I want to carry out remediation in a screen house using different macrophytes to test their remediation potential on 5 different industrial effluents. How do I design the experiment?
We've been doing some phytoremediation experiments of late, but not yet published (though my student's PhD has now been successfully defended). I'd suggest a two factor random block design with three replicates:
Factor 1: macrophyte species: (n = 5 levels)
level 1 species A
level 2 species B
level 3 species C
level 4 species D
level 5 species E
Factor 2: effluent (n = 3 levels)
level 1 no pollution (clean water: control)

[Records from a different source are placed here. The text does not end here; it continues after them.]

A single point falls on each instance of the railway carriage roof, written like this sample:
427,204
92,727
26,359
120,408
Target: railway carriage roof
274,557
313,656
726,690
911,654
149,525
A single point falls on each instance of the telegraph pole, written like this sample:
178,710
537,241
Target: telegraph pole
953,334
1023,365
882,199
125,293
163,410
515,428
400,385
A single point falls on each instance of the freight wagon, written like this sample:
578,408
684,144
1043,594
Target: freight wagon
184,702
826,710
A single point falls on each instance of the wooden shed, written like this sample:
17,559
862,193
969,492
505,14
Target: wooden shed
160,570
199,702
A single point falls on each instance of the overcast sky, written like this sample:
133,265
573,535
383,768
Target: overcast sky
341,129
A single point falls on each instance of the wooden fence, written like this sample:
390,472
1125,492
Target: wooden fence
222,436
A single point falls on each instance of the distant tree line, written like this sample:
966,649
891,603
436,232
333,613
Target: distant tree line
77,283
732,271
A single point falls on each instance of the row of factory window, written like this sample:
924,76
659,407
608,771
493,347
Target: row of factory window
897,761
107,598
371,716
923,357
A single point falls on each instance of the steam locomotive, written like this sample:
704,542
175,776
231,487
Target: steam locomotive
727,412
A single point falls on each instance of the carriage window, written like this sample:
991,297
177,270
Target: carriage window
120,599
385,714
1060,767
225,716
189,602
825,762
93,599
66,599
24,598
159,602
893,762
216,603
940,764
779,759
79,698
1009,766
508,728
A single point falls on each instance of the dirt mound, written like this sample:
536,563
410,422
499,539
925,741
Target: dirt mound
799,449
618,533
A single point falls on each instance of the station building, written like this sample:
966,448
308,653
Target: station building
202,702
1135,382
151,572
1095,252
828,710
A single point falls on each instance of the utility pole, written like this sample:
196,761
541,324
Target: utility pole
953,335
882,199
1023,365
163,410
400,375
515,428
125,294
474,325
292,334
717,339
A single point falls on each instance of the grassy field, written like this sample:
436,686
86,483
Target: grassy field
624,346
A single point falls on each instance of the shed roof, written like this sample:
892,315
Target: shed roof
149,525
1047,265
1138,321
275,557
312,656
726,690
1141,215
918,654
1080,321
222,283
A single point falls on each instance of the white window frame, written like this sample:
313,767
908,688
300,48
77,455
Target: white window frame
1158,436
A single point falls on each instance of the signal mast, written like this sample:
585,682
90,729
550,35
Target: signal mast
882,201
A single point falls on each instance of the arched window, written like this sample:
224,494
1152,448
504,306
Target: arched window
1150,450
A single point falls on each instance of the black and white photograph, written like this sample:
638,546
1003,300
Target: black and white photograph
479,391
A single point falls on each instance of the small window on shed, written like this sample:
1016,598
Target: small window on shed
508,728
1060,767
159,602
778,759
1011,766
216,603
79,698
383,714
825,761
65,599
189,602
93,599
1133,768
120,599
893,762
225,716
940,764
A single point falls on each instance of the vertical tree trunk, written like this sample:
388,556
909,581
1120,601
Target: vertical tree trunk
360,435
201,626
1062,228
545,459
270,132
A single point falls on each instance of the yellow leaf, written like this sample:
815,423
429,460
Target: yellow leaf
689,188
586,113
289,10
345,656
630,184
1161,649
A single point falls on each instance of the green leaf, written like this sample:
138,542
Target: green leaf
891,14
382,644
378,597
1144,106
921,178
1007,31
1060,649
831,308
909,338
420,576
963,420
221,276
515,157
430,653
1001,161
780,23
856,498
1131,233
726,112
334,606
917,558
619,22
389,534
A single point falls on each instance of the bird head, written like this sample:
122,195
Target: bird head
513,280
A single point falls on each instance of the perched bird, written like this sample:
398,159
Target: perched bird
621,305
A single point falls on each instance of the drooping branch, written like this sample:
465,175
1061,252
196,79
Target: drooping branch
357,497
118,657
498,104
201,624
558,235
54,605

level 2 intermediate: 50% effluent: 50 % clean water
level 3: 100% effluent
Blocks I, II, III (n = 3 blocks)
So you would need 5 x 3 x 3 treatment units to do the experiment = 45 units (tanks, buckets, or whatever you want to use to hold your plants, but each one must be independent of the others, don't start putting different plants in the same treatment unit or you'll end up with a pseudoreplicated design which is useless and can't show you the effects of your treatments (which of course is what you are interested in).
Each block will occupy one discrete area of your screening house and will contain 15 treatment units, arranged at random within the block, representing a full set of treatment-combinations (species A clean, species A intermediate, species A polluted; species B clean etc).
The advantage of the block design is that it takes out an element of the error (due to "spatial position" of your treatments) and hence makes it easier to find significance in your results (if there is any) because the error term is reduced in the ANOVA.
If you are pushed for resources you could eliminate the intermediate treatment, thereby losing one third of the treatment units needed, but don't reduce the number of blocks; 3 reps is essential to have any chance of getting a good statistical outcome.
There are thousands of examples of this simple but effective design in the literature.
There are a few other methods to use too. How many species do you want to test? Can species live in the same habitat? Are you able to create different levels of macrophytes? like say 0 macrophytes, 100 macrophytes, 200 macrophytes, etc.
If so, you can create optimal factorial or optimal response surfaces. These will allow you to test different combinations of species and effluents.